In the fall of 2011, the Wilson College Board of Trustees recognized that the College must attain “financial sustainability and authorized the establishment of the Commission on shaping the future of Wilson College. President Mistick, appointed a cross-functional commission to review institutional data and market analysis data, said Wilson College.” In turn, Stevens Strategy was asked to research and implement three phases with feedback loops from all college constituents. The phases consist of the following:

Phase I – Data collection and analysis: Stevens Strategy, a higher education consulting firm, reviewed and considered over 46 data sources, both internal and external to Wilson College. Stevens Strategy also conducted a survey that was sent to current and prospective students and alumnae/i and collected current market data.

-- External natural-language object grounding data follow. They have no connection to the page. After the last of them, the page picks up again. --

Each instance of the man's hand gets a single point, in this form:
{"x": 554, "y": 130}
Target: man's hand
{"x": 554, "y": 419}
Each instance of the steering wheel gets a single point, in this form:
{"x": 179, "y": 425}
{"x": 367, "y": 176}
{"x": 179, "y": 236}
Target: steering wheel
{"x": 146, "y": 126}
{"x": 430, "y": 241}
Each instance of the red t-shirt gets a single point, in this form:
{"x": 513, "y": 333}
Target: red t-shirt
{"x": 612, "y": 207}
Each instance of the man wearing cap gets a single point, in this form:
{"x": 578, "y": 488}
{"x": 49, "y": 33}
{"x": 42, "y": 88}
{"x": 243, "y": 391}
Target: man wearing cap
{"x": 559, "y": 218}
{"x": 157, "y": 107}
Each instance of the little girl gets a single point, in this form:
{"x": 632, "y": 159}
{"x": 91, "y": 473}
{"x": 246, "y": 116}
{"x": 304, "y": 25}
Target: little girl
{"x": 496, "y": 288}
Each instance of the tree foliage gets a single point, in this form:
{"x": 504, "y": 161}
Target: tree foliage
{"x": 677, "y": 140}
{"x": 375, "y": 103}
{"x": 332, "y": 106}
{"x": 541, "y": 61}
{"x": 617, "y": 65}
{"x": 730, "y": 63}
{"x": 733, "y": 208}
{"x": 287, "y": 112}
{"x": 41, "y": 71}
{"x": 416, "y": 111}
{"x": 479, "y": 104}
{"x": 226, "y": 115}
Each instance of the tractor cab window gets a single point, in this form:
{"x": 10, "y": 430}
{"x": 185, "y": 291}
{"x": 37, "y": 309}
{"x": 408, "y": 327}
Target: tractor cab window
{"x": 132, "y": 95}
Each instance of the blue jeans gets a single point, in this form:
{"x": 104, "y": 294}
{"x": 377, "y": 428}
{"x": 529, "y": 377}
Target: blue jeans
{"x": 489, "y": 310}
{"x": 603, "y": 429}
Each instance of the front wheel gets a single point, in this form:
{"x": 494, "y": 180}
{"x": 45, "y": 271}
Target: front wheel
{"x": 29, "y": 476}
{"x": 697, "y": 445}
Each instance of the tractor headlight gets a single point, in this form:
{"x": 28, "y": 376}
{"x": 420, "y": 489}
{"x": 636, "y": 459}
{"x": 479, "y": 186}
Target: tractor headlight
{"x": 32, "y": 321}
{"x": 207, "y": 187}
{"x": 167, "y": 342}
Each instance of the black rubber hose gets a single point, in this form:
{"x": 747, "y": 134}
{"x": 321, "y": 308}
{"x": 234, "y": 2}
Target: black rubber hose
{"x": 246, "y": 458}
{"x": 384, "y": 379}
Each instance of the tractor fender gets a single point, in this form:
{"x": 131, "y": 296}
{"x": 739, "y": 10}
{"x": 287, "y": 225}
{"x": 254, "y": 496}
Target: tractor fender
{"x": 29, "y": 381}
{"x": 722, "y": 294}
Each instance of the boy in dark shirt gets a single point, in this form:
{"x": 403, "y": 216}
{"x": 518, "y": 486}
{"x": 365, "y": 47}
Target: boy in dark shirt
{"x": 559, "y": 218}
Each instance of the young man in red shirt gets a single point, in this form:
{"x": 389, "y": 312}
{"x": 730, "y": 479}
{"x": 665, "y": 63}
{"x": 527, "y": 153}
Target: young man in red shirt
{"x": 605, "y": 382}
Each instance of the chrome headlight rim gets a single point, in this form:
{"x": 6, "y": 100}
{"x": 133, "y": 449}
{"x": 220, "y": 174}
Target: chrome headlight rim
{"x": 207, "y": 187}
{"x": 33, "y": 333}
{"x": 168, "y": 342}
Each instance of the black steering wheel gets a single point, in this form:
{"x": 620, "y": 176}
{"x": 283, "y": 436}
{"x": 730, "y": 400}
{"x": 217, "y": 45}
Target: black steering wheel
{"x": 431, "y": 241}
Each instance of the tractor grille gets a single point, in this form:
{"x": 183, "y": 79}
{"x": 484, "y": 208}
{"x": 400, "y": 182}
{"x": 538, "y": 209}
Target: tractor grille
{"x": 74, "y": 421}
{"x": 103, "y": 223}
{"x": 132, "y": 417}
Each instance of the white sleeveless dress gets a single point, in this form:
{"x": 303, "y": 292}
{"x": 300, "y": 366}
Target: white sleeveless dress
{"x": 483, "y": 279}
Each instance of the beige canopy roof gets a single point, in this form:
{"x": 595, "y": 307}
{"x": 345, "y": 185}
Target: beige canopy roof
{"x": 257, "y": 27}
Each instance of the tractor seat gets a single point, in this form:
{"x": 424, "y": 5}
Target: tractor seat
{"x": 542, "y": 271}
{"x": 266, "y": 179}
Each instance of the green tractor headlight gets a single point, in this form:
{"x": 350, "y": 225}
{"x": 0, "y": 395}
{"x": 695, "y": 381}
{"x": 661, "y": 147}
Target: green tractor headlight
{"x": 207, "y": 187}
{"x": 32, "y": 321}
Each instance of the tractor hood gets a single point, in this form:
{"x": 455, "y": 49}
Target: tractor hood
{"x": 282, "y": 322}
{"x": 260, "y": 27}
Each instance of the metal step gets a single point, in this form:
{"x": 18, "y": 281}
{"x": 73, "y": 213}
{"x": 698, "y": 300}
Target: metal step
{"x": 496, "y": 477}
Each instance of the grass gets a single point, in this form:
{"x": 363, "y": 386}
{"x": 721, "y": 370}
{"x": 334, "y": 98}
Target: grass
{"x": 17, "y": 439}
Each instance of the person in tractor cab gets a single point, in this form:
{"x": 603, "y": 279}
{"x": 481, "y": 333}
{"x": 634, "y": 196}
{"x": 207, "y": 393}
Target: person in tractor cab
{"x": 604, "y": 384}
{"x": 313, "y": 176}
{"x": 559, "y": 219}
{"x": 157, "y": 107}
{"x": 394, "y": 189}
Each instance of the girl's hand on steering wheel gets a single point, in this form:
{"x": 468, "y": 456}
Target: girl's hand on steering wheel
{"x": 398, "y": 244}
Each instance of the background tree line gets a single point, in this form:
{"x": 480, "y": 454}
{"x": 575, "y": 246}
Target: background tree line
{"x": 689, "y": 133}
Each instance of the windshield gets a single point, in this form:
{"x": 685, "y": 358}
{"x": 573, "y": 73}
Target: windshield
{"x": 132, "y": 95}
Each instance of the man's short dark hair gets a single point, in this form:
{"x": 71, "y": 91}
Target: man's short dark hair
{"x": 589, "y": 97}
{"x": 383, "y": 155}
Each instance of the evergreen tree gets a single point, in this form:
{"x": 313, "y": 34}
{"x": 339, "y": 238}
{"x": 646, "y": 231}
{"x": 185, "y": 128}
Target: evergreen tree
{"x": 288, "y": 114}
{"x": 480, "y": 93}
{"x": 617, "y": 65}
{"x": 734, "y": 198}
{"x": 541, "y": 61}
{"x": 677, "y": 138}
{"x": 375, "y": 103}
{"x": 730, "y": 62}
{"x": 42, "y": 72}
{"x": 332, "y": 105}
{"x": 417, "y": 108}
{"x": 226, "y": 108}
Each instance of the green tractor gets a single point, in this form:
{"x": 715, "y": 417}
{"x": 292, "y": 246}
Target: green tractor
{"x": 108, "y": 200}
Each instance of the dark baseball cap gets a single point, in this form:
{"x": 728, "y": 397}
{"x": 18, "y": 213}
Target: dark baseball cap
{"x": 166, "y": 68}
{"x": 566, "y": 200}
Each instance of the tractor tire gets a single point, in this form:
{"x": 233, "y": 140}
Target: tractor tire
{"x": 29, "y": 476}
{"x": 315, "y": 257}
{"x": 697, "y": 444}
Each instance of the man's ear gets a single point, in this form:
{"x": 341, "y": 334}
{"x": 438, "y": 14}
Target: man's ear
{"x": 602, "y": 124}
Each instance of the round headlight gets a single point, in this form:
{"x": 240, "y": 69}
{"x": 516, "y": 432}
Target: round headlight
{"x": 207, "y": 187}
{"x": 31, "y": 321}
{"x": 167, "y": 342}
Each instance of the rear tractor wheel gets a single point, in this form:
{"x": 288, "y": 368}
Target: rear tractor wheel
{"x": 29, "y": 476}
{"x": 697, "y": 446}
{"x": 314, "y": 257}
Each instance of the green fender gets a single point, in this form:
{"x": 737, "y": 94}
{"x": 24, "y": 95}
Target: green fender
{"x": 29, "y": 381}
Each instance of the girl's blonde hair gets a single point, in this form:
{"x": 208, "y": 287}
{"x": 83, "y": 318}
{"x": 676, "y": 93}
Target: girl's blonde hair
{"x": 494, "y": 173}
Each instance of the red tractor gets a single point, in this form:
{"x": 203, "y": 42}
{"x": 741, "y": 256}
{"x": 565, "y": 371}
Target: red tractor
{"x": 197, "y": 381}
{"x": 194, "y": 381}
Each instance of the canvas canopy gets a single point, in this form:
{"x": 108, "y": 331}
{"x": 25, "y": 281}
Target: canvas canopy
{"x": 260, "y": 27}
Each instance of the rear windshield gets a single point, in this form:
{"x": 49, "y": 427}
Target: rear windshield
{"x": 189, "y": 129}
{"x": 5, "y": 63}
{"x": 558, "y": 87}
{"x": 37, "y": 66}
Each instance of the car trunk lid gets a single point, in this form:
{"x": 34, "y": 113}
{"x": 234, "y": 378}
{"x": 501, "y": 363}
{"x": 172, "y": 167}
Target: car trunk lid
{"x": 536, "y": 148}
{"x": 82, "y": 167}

Phase II – Intensive work with a broadly representative cross-functional Wilson College team in an open and transparent process (including multiple open campus meetings with alumnae and students) to consider and ultimately recommend a new strategic direction for the college. The Wilson College Team made its final strategic recommendations on Nov. 12, 2012.

Phase III – President Mistick submitted final recommendations to the Wilson College Board of Trustees, Nov. 20, 2012.

The strategies that were implemented, helped shape where Wilson College stands today. We applied the principles of our focused strategic planning process to Wilson’s needs to enable institutional leadership to evaluate the environment, think strategically and make significant decisions about the future with confidence and alacrity. As it stands, Wilson College is “now on a path to fiscal health,” says President Barbara K. Mistick in a Chronicle article. She cautions that “you have to approach it with a very realistic – maybe almost a pessimistic – sense of, How to make this come back? You really have to deal with the underlying issues.”